Day 3: Raga Neelambari
Known as the raga of melancholy, separation, and pining, Neelambari is all heart. The notes are softer and engage the emotions of the audience. This sari, comprised of dull shades of black, grey, and white, is sober yet emotional. It is an ikat from Odisha, rooted in culture and tradition. It has immense significance as a going-away gift from a dear friend, and as something I wear when I am lost in thought.
Day 4: Raga Attana
Attana – the embodiment of veer rasa, or courage. It’s sonorous aaroha fills the heart with resilience and joy. This ragam reminds me of standing up for my values and passions despite opposition and comments. As a woman in conservation, I often hear things like “ecologists wear field pants, not sarees” or “you’ll never be able to handle the rough lifestyle of fieldwork.” But I thrive in my chosen field and I have never shied from wearing my beloved sarees to the workplace, despite the loaded looks that come my way. This blue silk saree, which fits me perfectly like a second skin, is like an armour of softness and strength that I wear when I feel powerful and brave!
Day 5: Raga Kamas – Shringara
Love is an emotion that we all feel as a part of the human experience. Raga Kamas, with its lilting melody, calls upon that emotion of shringara – love and beauty – and invites us to bask in its grace. To me, Raga Kamas is a reminder to live my life with grace and pay attention to the small happinesses that life places in our path. It reminds me of an early morning in the jungles of India, sipping a cup of hot chai while listening to the calls of different animals and birds – the hoot of the langur, the trumpet of the elephant, the sawing roar of a leopard, and the sweet song of the Malabar laughing thrush.
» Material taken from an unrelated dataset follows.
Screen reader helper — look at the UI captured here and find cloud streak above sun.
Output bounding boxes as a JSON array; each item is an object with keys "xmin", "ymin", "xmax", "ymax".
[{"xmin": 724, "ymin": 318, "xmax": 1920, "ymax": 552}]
It paints itself on the purple and beige pelt of the Malabar giant squirrel, sparkles in the laughter of my little cousins, and shines in the eyes of my best friend.
So there’s my interpretation of these Carnatic ragams and the sarees that best identify with each one. I invite all of you to also try out this fun challenge. Choose a ragam and find the saree (or outfit) that best compliments the mood of it. I’ve never had a more enjoyable time learning about ragams and their rasas than in this past week, thanks to this creative challenge!